Throughout her life Lady Ann was a zealous adherent of the Reformed church. Although her letters to her sons show her maternal concern for their careers and their financial well-being, the primary argument of each of the letters is that they be true to the faith; this counsel she even extended to Essex, when in December 1596 she feared his negative influence over her sons: “This is the will of God, that ye should be Holy, and abstain from fornication, and every one know how to keep his own vessel in holiness and honour; and not in the lust of concupiscence, as do the Gentiles which know not God” (Birch, 218–19). That her sons recalled the model of service set forth in the passage is shown in Francis Bacon’s letter to Elizabeth (20 July 1594) in which he acknowledges the will of God in preventing him from being in service to her (Spedding, I, 304–5).

Lady Ann may have felt that the will of God called her to respond to the need for a translation of Bishop Jewel’s* Apologia Ecclesiae Anglicanae . Jewel himself was concerned that a proper response be made to the papal attack set forth at the Council of Trent lest England’s failure to participate be seen as an opportunity to attack not only the English church but the queen and country as well.
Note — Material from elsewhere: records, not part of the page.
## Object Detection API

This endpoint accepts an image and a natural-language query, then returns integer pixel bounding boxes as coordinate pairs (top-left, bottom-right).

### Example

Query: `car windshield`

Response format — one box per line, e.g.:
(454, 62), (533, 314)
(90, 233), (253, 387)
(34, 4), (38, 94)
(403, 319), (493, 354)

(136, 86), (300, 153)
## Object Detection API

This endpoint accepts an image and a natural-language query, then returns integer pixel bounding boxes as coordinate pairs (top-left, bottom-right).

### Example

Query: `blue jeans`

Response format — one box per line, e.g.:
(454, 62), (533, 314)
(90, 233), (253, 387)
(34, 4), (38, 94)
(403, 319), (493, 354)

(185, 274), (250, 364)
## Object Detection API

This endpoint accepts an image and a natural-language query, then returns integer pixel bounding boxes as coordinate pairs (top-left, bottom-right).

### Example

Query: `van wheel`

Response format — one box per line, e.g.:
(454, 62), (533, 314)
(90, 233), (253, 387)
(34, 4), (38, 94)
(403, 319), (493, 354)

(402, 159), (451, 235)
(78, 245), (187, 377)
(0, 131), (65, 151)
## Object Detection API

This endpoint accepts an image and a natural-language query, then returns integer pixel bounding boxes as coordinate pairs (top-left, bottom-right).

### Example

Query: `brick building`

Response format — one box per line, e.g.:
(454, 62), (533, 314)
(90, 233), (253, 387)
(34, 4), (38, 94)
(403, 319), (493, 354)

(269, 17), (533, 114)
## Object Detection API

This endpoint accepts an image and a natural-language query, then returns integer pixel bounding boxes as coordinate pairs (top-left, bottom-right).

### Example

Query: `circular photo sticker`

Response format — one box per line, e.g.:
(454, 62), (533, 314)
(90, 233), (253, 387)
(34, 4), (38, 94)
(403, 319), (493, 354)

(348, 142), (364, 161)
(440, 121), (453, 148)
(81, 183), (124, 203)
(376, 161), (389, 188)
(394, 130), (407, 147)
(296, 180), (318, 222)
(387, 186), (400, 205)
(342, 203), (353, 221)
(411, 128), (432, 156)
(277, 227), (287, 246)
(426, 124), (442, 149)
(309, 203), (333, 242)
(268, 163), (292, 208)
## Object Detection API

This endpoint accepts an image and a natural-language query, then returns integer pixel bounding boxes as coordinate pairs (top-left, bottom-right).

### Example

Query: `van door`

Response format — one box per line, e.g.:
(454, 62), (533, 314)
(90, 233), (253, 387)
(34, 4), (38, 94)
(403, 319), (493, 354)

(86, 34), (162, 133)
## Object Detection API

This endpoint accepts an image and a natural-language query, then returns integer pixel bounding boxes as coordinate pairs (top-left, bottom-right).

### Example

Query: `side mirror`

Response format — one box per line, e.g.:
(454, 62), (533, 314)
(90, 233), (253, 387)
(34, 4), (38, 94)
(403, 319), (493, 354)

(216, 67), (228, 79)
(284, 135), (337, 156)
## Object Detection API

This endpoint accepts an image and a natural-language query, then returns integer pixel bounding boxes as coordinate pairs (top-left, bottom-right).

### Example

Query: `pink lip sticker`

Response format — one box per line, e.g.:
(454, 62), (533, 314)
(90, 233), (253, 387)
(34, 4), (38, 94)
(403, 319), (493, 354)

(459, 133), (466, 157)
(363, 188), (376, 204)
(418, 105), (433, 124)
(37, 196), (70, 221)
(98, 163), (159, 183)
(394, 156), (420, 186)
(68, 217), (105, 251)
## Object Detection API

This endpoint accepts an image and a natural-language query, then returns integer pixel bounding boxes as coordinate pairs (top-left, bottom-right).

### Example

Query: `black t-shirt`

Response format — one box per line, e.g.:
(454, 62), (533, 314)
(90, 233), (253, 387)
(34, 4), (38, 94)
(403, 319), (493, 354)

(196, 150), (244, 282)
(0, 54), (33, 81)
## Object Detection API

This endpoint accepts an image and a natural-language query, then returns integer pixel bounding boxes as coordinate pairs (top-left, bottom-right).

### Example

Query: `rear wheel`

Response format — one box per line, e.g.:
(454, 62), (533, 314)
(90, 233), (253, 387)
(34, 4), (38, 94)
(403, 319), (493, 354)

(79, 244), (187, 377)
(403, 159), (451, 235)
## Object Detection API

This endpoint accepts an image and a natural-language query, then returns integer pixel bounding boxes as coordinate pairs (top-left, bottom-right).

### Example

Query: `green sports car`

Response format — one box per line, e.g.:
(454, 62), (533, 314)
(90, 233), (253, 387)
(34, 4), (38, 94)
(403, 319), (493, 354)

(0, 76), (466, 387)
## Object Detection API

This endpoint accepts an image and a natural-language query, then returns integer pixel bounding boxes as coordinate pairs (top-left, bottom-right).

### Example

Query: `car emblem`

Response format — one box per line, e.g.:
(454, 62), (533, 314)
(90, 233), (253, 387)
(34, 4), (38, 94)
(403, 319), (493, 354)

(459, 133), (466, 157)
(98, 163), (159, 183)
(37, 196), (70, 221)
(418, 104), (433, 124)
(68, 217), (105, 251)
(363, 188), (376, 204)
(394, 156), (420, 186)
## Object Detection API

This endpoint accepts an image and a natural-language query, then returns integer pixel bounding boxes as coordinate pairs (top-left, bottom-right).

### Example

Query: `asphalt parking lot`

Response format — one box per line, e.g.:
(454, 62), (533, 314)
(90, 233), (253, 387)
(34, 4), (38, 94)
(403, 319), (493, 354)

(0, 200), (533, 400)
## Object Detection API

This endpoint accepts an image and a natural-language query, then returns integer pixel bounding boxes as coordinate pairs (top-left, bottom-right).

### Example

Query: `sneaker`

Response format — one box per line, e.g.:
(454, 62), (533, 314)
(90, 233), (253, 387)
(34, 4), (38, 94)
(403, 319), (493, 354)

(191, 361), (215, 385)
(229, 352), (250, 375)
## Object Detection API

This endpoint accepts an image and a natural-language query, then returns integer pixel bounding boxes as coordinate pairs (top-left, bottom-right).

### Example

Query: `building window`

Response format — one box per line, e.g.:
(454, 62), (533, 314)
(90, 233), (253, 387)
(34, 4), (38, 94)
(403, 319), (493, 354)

Following the publication in 1562 of an unsatisfactory translation, this need grew stronger. That a fine translation appeared from the hands of the wife and sister-in-law of Elizabeth’s two foremost spokespersons on church matters should make Archbishop Parker’s praise of it fully explicable, for the Apology shows not only that the English church was right in setting itself apart from the Roman church but, in copious detail, outlines the ways in which the Roman church had strayed from the “true church of Christ.”


As indicated before, Lady Ann reaped praise as a translator from Bishops Jewel and Parker as well as from Theodore Beza. Letters from Cecil and Essex, among others, show that her goodwill merited consideration. While Spedding takes her to task for attempting to maintain too much control over her sons’ lives once they were adults, Birch clearly finds her to be a sympathetic character (although acknowledging her to have been difficult in her old age). Hughey says little about the quality of her translations, although she does find them superior to the Argentine translations of Ochino. As has already been noted, C. S. Lewis praised Lady Ann’s ability as a translator, noting, “Latin prose has a flavour very hard to disguise in translation, but nearly every sentence in Lady Bacon’s work sounds like an original. Again and again she finds the phrase which, once she has found it, we feel to be inevitable” (307). Her two recent commentators, Beilin and Lamb, both focus attention on the isolated position of the learned woman in the English Renaissance.